La storia in grandi linee è questa: otto sconosciuti provenienti da diverse parti del mondo, sviluppano improvvisamente una reciproca connessione telepatica. I personaggi, appartenenti a diverse culture, religioni e orientamenti sessuali, scoprono di essere dei “sensate”, persone con un avanzato livello di empatia, che hanno sviluppato una profonda connessione psichica con un ristretto gruppo di loro simili. Mentre cercano di scoprire, disorientati, il significato delle loro percezioni extrasensoriali e iniziano a interagire a distanza tra di loro, un uomo, Jonas, si offre di aiutarli. Allo stesso tempo un’altra enigmatica figura, Whispers, dà loro la caccia, sfruttando la loro stessa abilità, allo scopo di catturarli o ucciderli.
La seconda stagione di Sense8, aveva appena fatto il suo debutto proprio nelle scorse settimane su Netflix, quando è stata ufficializzata la notizia che non ci sarà una terza stagione. E in questi giorni crescono le indiscrezioni e l’agitazione dei fan, complice la notizia che The Get Down di Baz Luhrmann, era stata cancellata.
La cancellazione sarebbe dovuta ad una questione meramente economica, anche perché la serie costata milioni di dollari, di cui nove solo per la seconda stagione, con location in tutto il mondo e un cast piuttosto corposo, è stato sicuramente un progetto impegnativo per Netflix. Senza aver raggiunto la notorietà di altri titoli come Orange is the new Black o Stranger Things.

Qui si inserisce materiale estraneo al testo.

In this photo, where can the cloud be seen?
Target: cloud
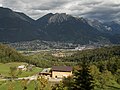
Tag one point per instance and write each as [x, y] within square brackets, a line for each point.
[98, 9]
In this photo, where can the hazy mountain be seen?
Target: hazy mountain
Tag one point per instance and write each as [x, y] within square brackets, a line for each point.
[15, 26]
[115, 26]
[64, 27]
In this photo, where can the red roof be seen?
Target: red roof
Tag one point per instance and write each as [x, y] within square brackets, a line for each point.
[62, 68]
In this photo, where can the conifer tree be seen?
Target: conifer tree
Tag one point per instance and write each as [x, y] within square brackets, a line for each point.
[82, 78]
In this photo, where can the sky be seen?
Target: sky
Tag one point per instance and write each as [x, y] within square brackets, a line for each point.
[104, 10]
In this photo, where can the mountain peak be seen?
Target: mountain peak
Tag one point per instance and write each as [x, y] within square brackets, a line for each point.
[59, 17]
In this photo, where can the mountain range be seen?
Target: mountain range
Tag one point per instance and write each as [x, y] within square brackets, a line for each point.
[16, 26]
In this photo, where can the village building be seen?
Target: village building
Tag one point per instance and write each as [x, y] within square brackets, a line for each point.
[46, 72]
[61, 71]
[22, 67]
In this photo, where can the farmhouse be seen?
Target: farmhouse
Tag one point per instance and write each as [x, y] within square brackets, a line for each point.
[61, 71]
[22, 67]
[46, 72]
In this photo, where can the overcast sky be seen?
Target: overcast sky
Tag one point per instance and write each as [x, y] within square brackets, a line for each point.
[99, 9]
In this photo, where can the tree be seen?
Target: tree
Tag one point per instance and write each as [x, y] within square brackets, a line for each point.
[83, 79]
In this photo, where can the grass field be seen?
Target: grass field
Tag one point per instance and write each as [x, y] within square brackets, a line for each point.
[5, 69]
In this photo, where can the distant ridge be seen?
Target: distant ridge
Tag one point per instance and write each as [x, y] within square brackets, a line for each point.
[15, 27]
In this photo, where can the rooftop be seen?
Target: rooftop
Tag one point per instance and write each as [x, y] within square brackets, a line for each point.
[62, 68]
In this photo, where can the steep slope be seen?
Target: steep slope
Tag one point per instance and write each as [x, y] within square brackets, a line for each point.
[66, 28]
[15, 26]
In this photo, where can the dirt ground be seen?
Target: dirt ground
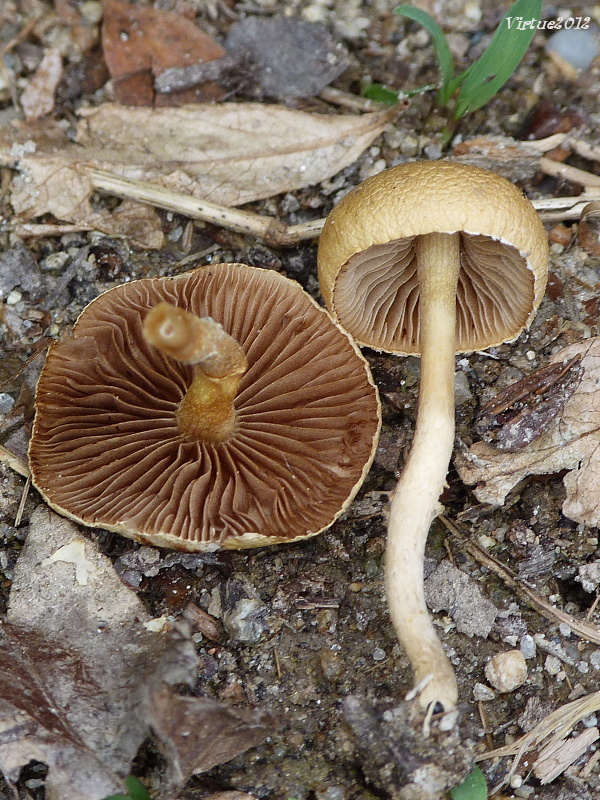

Nonostante gli hashtag, le petizioni online per far si che la serie prosegua, Netflix non è tornata sui suoi passi: “Abbiamo letto le petizioni. Abbiamo letto i messaggi. Sappiamo che vorreste #RenewSense8 e anche noi vorremmo #BringBackSense8 per voi“, si legge nella dichiarazione intervallata dagli hashtag usati dai fan in questi giorni. “La ragione per cui ci abbiamo messo molto a rispondervi è che ci abbiamo pensato a lungo e duramente, ma sfortunatamente non possiamo accontentarvi”. Pare proprio che l’addio sia arrivato.
E voi? A quali serie avreste preferito dire addio?